Now we investigate the effect of learning rate for the following grid of learning rates. Note that technically, learning rate can go to \(+ \infty\), but I noticed that using a learning rate greater than 1 resulted in horrible prediction accuracy. We are using MAE as our metric for comparing the different classifiers.

learning_rate_grid = [0.01, 0.02, 0.05, 0.1, 0.2, 0.3, 0.4, 0.5, 1]
mae = []
adaboost_mae = []

for lr in learning_rate_grid:
    clf = BoostingTreeRegressor(l=lr, M=50)
    clf.fit(X_train, y_train)
    mae.append(mean_absolute_error(y_test, clf.predict(X_test)))


    clf = AdaBoostRegressor(learning_rate=lr)
    clf.fit(X_train, y_train)
    adaboost_mae.append(mean_absolute_error(y_test, clf.predict(X_test)))

clf = RandomForestRegressor()
clf.fit(X_train, y_train)
rf_mae = mean_absolute_error(y_test, clf.predict(X_test))

The following graph plots the test MAE of our boosting algorithm, Adaboost, and Random Forest as a function of learning rate. Note that Random Forest does not use a learning rate, so we set its performance as a constant value. Also, we matched the default parameters of Adaboost, which uses 50 iterations.

sns.set(style="whitegrid")
sns.lineplot(x=learning_rate_grid, y=mae, label='Naive Boosting')
sns.lineplot(x=learning_rate_grid, y=adaboost_mae, label='Adaboost')

# Add the legend
plt.axhline(rf_mae, color='green', label = 'Random Forest')
plt.legend(loc='upper right')

# Set the x and y axis labels
plt.xlabel('Learning Rate')
plt.ylabel('MAE')

# Set the title of the plot
plt.title('Comparison of Naive Boosting, Adaboost, and Random Forest');

png

Several interesting things happened here. First, the Random Forest performed better than both AdaBoost and our implementation of boosting. It’s also interesting that the naive boosting performed better than AdaBoost, even though the latter is a more involved algorithm. In general, a lower learning rate seems to be better for performance. Especially for AdaBoost it seems that the learning rate needs to be tuned, because the default is 1, which performs badly.

Let’s see if anything changes if we increase the number of boosting iterations from 50 to 500.

learning_rate_grid = [0.01, 0.02, 0.05, 0.1, 0.2, 0.3, 0.4, 0.5, 1]
mae = []
adaboost_mae = []

for lr in learning_rate_grid:
    clf = BoostingTreeRegressor(l=lr, M=500)
    clf.fit(X_train, y_train)
    mae.append(mean_absolute_error(y_test, clf.predict(X_test)))


    clf = AdaBoostRegressor(learning_rate=lr, n_estimators=500)
    clf.fit(X_train, y_train)
    adaboost_mae.append(mean_absolute_error(y_test, clf.predict(X_test)))
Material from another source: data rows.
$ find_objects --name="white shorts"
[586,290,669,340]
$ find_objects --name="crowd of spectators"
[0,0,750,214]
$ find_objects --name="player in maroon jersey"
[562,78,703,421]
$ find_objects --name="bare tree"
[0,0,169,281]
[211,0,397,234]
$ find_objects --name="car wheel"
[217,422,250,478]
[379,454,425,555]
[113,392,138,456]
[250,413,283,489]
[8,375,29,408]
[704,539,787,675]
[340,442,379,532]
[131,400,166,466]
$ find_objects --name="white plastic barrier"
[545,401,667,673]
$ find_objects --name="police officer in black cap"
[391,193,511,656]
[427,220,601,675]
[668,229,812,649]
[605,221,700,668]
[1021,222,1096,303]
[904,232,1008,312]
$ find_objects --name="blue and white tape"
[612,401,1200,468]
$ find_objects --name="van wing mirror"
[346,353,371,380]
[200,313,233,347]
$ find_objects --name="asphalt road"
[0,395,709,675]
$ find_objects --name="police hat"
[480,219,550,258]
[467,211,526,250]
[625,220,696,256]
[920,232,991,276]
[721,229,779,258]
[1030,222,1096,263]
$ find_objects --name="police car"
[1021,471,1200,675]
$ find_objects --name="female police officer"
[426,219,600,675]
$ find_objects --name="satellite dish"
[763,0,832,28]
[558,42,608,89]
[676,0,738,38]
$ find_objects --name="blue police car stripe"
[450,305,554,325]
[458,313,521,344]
sns.set(style="whitegrid")
sns.lineplot(x=learning_rate_grid, y=mae, label='Naive Boosting')
sns.lineplot(x=learning_rate_grid, y=adaboost_mae, label='Adaboost')

# Add the legend
plt.axhline(rf_mae, color='green', label = 'Random Forest')
plt.legend(loc='upper right')

# Set the x and y axis labels
plt.xlabel('Learning Rate')
plt.ylabel('MAE')

# Set the title of the plot
plt.title('Comparison of Naive Boosting, Adaboost, and Random Forest');

png

Naive boosting slightly outperforms the random forest when the learning rate is between 0.2 and 0.4. Perhaps for AdaBoost we must set the learning rate even smaller, to maybe 0.001.